Ganeti is an open-source Xen cluster management system, originally developed by Google. You give Ganeti a pool of servers, and you tell it about the VMs that you want, and it takes care of the details. If you want, you can set up VMs with their disk replicated between a pair of servers, and Ganeti will handle migrating running VMs between machines, so you can take the underlying hardware down for maintenance.

So, I bought a pair of cheap servers (Phenom II X3 720, 8 GB RAM, 500 GB disk, 2 GigE interfaces–about $400 each) and installed Ganeti on them, and I’ve been slowly moving services onto the new machines. I started with easy things, like recursive DNS service. I created a pair of VMs, one on each system, and set them up as basic recursive DNS servers.

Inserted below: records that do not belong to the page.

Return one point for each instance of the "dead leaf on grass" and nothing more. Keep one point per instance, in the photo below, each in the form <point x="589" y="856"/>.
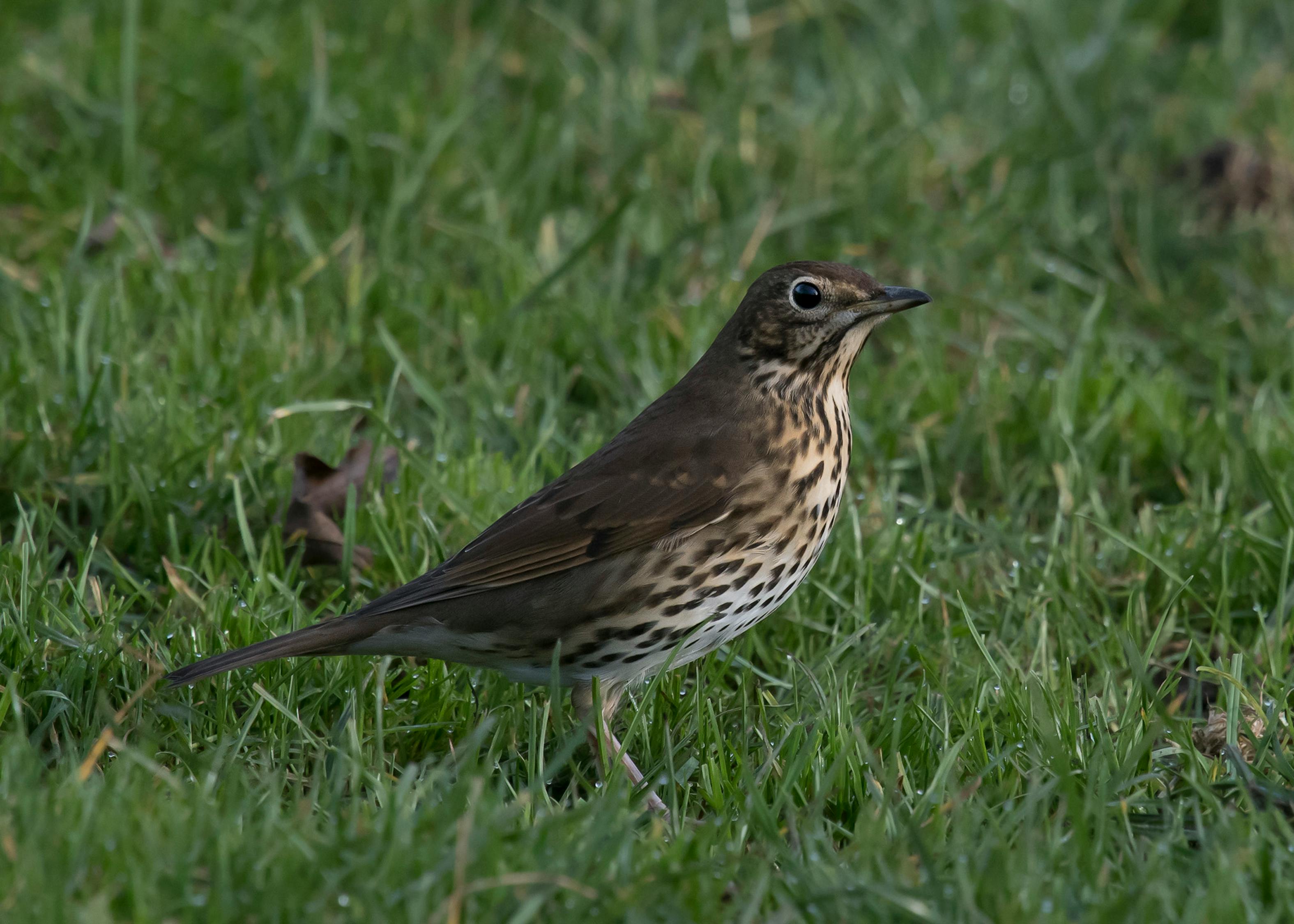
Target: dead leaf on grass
<point x="1210" y="738"/>
<point x="319" y="501"/>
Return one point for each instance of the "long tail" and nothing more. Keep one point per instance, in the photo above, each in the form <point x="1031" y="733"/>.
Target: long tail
<point x="329" y="637"/>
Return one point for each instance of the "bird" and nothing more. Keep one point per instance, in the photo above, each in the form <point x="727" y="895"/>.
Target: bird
<point x="686" y="530"/>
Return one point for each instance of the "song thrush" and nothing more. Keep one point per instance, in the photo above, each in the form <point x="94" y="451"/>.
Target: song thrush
<point x="688" y="529"/>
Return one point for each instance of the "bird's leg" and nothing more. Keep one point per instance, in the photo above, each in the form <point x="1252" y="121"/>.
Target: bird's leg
<point x="602" y="739"/>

It’s overkill, but I’m a big fan of overkill, at least when it’s cheap.

Since then, I’ve moved my HTTP reverse proxy/load balancer over to Ganeti, created a local git repository VM, moved my blog, bittorrent, logging, and so forth over. I’m up to 10 VMs on Ganeti, with about 5 left to go.

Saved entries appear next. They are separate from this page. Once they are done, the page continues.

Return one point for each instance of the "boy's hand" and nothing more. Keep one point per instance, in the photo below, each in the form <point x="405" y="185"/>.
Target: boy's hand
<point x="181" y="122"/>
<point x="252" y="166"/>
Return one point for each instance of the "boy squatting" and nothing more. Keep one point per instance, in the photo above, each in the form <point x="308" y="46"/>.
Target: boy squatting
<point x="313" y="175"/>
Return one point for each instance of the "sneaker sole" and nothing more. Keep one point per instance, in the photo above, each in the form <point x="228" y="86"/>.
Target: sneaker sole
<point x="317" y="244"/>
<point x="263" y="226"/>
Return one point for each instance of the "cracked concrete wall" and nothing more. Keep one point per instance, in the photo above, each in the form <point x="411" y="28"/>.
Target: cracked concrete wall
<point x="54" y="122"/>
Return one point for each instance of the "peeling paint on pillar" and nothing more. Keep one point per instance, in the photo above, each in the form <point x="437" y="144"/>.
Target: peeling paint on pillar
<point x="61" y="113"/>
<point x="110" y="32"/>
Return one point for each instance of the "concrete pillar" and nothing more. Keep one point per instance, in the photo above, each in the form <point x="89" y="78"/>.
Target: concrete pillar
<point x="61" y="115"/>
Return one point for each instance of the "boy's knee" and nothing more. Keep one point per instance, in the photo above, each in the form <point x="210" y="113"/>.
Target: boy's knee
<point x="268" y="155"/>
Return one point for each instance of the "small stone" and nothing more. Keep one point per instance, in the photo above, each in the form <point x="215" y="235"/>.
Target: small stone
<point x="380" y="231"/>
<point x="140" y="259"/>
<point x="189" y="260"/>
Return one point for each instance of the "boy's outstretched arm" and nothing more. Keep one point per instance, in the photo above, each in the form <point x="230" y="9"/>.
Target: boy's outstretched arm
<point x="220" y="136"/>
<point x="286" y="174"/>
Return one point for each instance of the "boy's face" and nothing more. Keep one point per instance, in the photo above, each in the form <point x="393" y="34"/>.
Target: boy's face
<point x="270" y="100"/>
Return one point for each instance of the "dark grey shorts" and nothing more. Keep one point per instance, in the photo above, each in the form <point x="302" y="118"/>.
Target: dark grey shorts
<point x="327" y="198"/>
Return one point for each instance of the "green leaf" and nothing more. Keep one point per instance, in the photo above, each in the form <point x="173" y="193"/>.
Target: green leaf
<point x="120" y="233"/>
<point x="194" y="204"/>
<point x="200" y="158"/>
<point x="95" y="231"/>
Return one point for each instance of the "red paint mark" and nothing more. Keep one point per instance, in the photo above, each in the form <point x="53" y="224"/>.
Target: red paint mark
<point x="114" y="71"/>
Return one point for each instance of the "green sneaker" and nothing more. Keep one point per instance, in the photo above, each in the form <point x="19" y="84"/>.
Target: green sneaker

My general rule of thumb is that if you have 2 servers, then using some sort of automated management platform is more work than it’s worth. With 5 servers, it’s probably still too much work. With 10, you’ll probably see a benefit, and beyond that you’re going to suffer if you have to manually manage things. Since I’m looking at 10-20 VMs eventually, I figured it’d be worth the time to look around and play with some new tools. I’m currently playing with Puppet. It’s not perfect, but it seems good enough to far. I’ve put together a set of puppet templates that describe a basic server, and then used that to define various server types (web server, DNS server, etc). So, setting up a new VM reasonably easy now–I ask Ganeti to build me a new Debian VM with some amount of disk and RAM, and then I tell puppet to take over. Puppet will install an extra couple dozen packages, set passwords, set up the right sudoers file, and so forth. My puppet config lives in git, so it’s revision controlled and replicated to multiple systems. Even better, puppet will keep pushing the same content out to my systems over time, making sure that all updates show up everywhere they’re needed. It’s not perfect, but it’s good enough for now.

So that’s where things stand. I’m actually really happy with the system at a whole. Vyatta makes a very nice router, Ganeti is great for managing small clusters of virtual machines, and Puppet does an okay job at corralling the VMs. I’ll write more on the specific details later, including some of my puppet configs, more on Vyatta, and how I’m doing load balancing.